Hugo Chavez’s hand-picked successor, Nicolas Maduro, won a razor-thin victory in Sunday’s special presidential election, edging the opposition’s leader by only about 300,000 votes, electoral officials announced.
Maduro’s stunningly close victory over Henrique Capriles came after a campaign in which the winner promised to carry on Chavez’s self-proclaimed socialist revolution while the challenger’s main message was that Chavez’s 14-year regime put Venezuela on the road to ruin.
Maduro, acting president since Chavez’s death, held a double-digit advantage in opinion polls just two weeks ago, but electoral officials said he got just 50.7 percent of the votes to 49.1 percent for Capriles with nearly all ballots counted.
Chavistas set off fireworks and blasted car horns as they cruised downtown Caracas in jubilation.
At Capriles’ campaign headquarters, people hung their heads quietly as the results were announced by an electoral council stacked with government loyalists. Many started crying; others just stared at TV screens in disbelief.
“I can’t believe this. This can’t be happening. The votes should all be recounted to be 100 percent sure who won,” said Jenny Morales, 26, a volunteer who handed out posters and leaflets during the campaign.
The mood lightened after another electoral council director, Vicente Diaz, proposed an audit of the vote.
There was no immediate word from Capriles, but Maduro addressed a crowd from the presidential palace after winning a six-year term.
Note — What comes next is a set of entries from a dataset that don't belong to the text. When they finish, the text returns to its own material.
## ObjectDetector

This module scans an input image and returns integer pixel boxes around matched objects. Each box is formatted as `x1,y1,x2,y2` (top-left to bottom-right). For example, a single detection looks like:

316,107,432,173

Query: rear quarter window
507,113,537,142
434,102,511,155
In a booming voice, he called his victory further proof that Chavez “continues to be invincible, that he continues to win battles.”
He said that Capriles had called him before the results were announced to suggest a “pact” and that Maduro refused.
Maduro, a longtime foreign minister to Chavez, rode a wave of sympathy for the charismatic leader to victory, pinning his hopes on the immense loyalty for his boss among millions of poor beneficiaries of government largesse and the powerful state apparatus that Chavez skillfully consolidated.
Capriles’ main campaign weapon was to simply emphasize “the incompetence of the state” in handling the world’s largest oil reserves.
Analyst David Smilde at the Washington Office on Latin America think tank predicted the victory would prove pyrrhic and make Maduro extremely vulnerable.